Page:Campan - Mémoires sur la vie privée de Marie-Antoinette, tome 1.djvu/140

La bibliothèque libre.
Cette page a été validée par deux contributeurs.

d’amour et d’attachement plus unanimes. Il est à remarquer pourtant qu’au milieu de cette ivresse le parti anti-autrichien ne perdait pas la jeune reine de vue, et guettait, avec la malicieuse envie de lui nuire, les fautes qui pourraient échapper à sa jeunesse et à son inexpérience.

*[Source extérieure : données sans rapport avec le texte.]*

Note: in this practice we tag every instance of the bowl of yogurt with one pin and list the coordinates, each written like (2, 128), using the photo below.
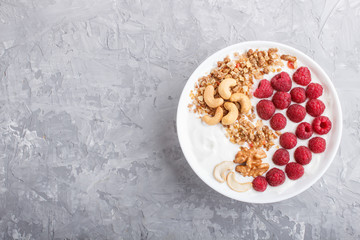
(206, 146)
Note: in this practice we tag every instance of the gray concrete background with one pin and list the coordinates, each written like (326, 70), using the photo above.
(89, 91)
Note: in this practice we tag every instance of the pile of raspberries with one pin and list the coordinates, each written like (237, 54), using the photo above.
(282, 99)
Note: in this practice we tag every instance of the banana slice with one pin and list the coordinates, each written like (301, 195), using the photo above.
(221, 169)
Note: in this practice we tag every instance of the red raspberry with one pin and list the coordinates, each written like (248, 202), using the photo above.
(288, 140)
(281, 100)
(278, 122)
(304, 131)
(275, 177)
(317, 145)
(314, 90)
(302, 76)
(281, 82)
(260, 184)
(321, 125)
(264, 89)
(265, 109)
(302, 155)
(281, 157)
(298, 95)
(294, 171)
(296, 113)
(315, 107)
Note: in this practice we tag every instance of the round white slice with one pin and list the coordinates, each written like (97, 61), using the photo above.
(235, 185)
(221, 169)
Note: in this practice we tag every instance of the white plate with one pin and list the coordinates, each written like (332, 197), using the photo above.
(320, 162)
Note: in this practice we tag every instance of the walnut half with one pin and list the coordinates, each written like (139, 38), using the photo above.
(253, 162)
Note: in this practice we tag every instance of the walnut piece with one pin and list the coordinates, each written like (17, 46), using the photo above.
(252, 158)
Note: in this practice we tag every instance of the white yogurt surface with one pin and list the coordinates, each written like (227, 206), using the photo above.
(210, 145)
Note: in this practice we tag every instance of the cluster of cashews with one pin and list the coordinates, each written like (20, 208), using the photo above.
(225, 93)
(220, 171)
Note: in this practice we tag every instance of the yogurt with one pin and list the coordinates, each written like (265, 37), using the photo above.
(210, 146)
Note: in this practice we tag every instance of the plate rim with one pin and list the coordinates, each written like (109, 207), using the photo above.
(329, 84)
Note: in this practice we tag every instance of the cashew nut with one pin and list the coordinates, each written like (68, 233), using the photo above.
(243, 100)
(224, 87)
(235, 185)
(232, 115)
(215, 119)
(221, 169)
(209, 97)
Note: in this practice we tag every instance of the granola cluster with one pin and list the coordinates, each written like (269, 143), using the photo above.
(244, 69)
(250, 162)
(257, 136)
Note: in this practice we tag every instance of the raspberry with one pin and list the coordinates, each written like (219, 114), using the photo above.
(265, 109)
(294, 171)
(298, 95)
(275, 177)
(321, 125)
(304, 131)
(302, 76)
(264, 89)
(281, 82)
(288, 140)
(315, 107)
(281, 157)
(260, 184)
(314, 90)
(296, 113)
(278, 122)
(281, 100)
(302, 155)
(317, 145)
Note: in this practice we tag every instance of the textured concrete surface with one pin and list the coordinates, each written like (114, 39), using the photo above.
(89, 91)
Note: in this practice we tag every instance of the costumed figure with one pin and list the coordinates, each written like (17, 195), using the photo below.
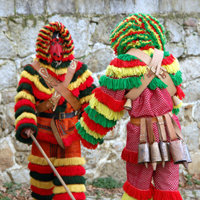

On eut à recevoir à la Muette les révérences de deuil de toutes les dames présentées à la cour ; aucune d’elles ne crut pouvoir se dispenser de rendre hommage aux nouveaux souverains. Les plus vieilles comme les plus jeunes dames accoururent pour se présenter dans ce jour de réception générale ; les petits bonnets noirs à grands papillons, les vieilles têtes chancelantes, les révérences profondes et répondant au mouvement de la tête, rendirent, à la vérité, quelques vénérables douairières un peu grotesques ; mais la reine, qui avait beaucoup de dignité et de respect pour les convenances, ne commit pas la faute grave de perdre le maintien qu’elle devait observer. Une plaisanterie indiscrète d’une des dames du palais lui en donna cependant le tort apparent. Madame la marquise de Clermont-Tonnerre, fatiguée de la longueur de cette séance, et forcée, par les fonctions de sa charge, de se tenir debout derrière la reine, trouva plus commode de s’asseoir à terre sur le parquet, en se cachant derrière l’espèce de muraille que formaient les paniers de la reine et des dames du palais. Là, voulant fixer l’attention et contrefaire la gaieté, elle tirait les jupes de ces dames, et faisait mille espiégleries.